Rendering Rails Reuseless??

Normally I prefer trying to write an original text of my own; but in this case I can’t help but pass the word. This post thought the words out loud right out of my mouth: Reuse is vastly overrated, by Rails creator David Heinemeier Hansson. Quote:

Reuse only works well when the particular instances are so similar that you’re willing to trade the small differences for the increased productivity. That’s often the case for infrastructure, such as Rails, but rarely the case for business logic […]
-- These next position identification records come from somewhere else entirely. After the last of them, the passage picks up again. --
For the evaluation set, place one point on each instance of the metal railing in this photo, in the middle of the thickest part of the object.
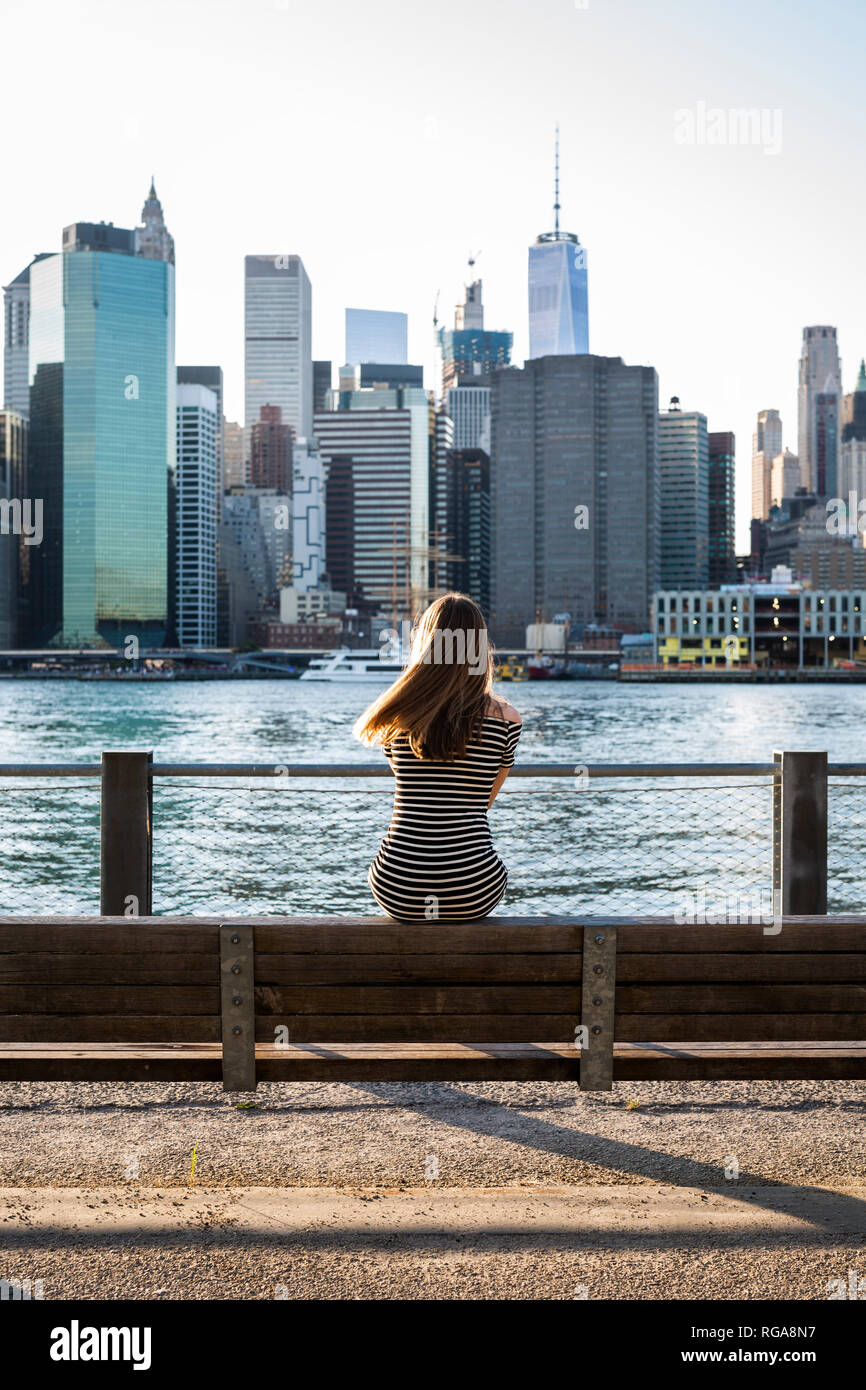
(705, 840)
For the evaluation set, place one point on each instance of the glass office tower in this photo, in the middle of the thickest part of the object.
(559, 317)
(559, 313)
(102, 378)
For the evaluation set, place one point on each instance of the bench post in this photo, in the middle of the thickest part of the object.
(598, 1007)
(125, 836)
(799, 834)
(238, 1008)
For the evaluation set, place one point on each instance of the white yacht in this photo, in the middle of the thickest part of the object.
(370, 666)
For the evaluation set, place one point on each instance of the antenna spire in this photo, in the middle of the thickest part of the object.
(556, 185)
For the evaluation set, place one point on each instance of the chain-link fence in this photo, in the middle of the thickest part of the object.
(704, 843)
(49, 845)
(605, 845)
(845, 843)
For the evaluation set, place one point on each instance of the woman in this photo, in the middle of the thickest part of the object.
(449, 742)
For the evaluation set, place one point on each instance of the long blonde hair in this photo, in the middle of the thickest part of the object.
(444, 694)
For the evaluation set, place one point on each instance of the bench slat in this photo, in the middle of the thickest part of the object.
(755, 968)
(120, 936)
(809, 936)
(730, 1027)
(409, 1000)
(109, 998)
(741, 998)
(373, 936)
(424, 1027)
(381, 968)
(97, 968)
(106, 1027)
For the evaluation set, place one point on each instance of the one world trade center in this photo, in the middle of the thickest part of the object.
(559, 316)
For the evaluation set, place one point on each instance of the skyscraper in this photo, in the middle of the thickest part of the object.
(152, 238)
(376, 452)
(819, 395)
(270, 462)
(786, 477)
(15, 339)
(102, 438)
(559, 314)
(15, 506)
(196, 516)
(321, 385)
(377, 335)
(722, 566)
(469, 406)
(574, 494)
(278, 338)
(469, 350)
(766, 445)
(684, 494)
(852, 448)
(234, 471)
(307, 516)
(210, 377)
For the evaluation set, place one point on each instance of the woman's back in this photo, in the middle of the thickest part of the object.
(437, 859)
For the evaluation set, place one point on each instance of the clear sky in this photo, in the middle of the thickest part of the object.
(384, 141)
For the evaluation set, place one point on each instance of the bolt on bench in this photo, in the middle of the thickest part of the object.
(370, 1000)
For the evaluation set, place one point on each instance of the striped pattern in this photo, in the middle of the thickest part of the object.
(437, 861)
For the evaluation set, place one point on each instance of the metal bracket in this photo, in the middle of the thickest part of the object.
(238, 1008)
(597, 1008)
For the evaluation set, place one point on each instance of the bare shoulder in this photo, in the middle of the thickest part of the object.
(501, 709)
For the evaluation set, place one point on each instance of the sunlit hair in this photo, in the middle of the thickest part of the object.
(444, 692)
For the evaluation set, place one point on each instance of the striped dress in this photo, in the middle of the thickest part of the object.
(437, 861)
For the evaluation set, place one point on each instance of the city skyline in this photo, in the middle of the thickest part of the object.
(715, 303)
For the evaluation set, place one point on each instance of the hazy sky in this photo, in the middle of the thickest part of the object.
(385, 141)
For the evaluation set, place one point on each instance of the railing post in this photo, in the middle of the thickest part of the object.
(799, 872)
(598, 1001)
(127, 843)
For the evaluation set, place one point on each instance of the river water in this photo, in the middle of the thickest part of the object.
(291, 845)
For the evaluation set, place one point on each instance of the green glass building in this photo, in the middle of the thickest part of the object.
(102, 371)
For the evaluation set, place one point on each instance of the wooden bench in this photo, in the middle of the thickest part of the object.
(370, 1000)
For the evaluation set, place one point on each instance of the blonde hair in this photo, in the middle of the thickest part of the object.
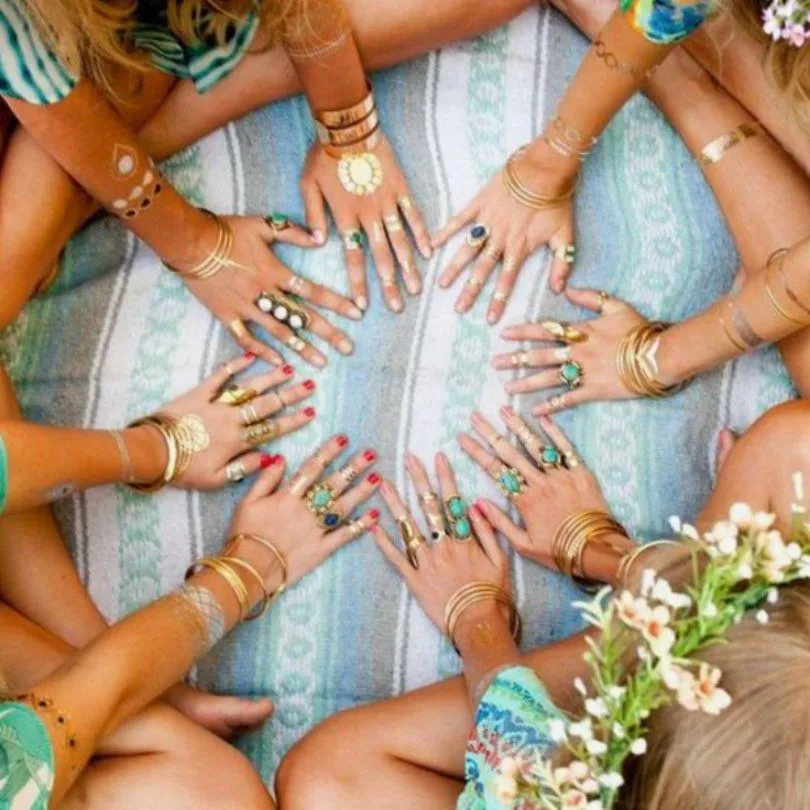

I agree so wholeheartedly because I’ve seen so many counter-efficient examples of reuse in applications. Done by programmers twisting and tweaking their code to make reuse possible in the first place, and endlessly after to keep all the dependant code working when changes have to be made. Pray that the reusable code has been thoroughly documented if you are the one having to maintain it. You wouldn’t be the first to realize that rewriting might be faster than reinventing the reasoning behind the reusable code.

In our current (Java) project, we quickly found out that we were going to need a similar search popup throughout the application. Users wanted to search for different types of relations (clients, companies, partner companies, intermediaries, etcetera) in different usecases. So we made one generic, reusable popup that could find them all. Generic, because the search and result fields are parameterizable; only the calls to the backend business methods (that are not so generic) differ.
This setup worked fine until in one usecase an extra requirement was added for a two-level search: search a client, than select one of his insurance policies. We couldn’t “trade the differences for increased productivity”: the client usually gets what the client wants. We didn’t want to make such a large extension to the original popup code, because several usecases using that had already been tested and marked complete. So it was decided that we would pop out a new popup, which could still benefit from the original popup: much of the code could be ‘reused’, as in ‘duplicated’. After that, more specialized popups were soon to follow.
We still have a lot of uses for the original popup though, where the basic functionality is sufficient for that particular usecase. I guess it’s a case of knowing when to stop trying to be reusable and not be too afraid to duplicate some code if you have to. In a sense, rewriting sped up by duplicating existing code is just another form of code reuse.

2006-01-21. 2 responses.

Comments

  1. […] Danny Lagrouw has commented on a blog entry called Reuse is vastly overrated by David Heinemeier Hansson. Basically, the conclusion is that often reuse is simply not worth the struggle. […]

  2. I think the lesson is that reuse has its limits. Just think of all the time saved by using the basic popup functionality throughout the application, instead of focusing on the fact that one specialized popup had to be done. As with anything, it’s easy to go overboard with reuse.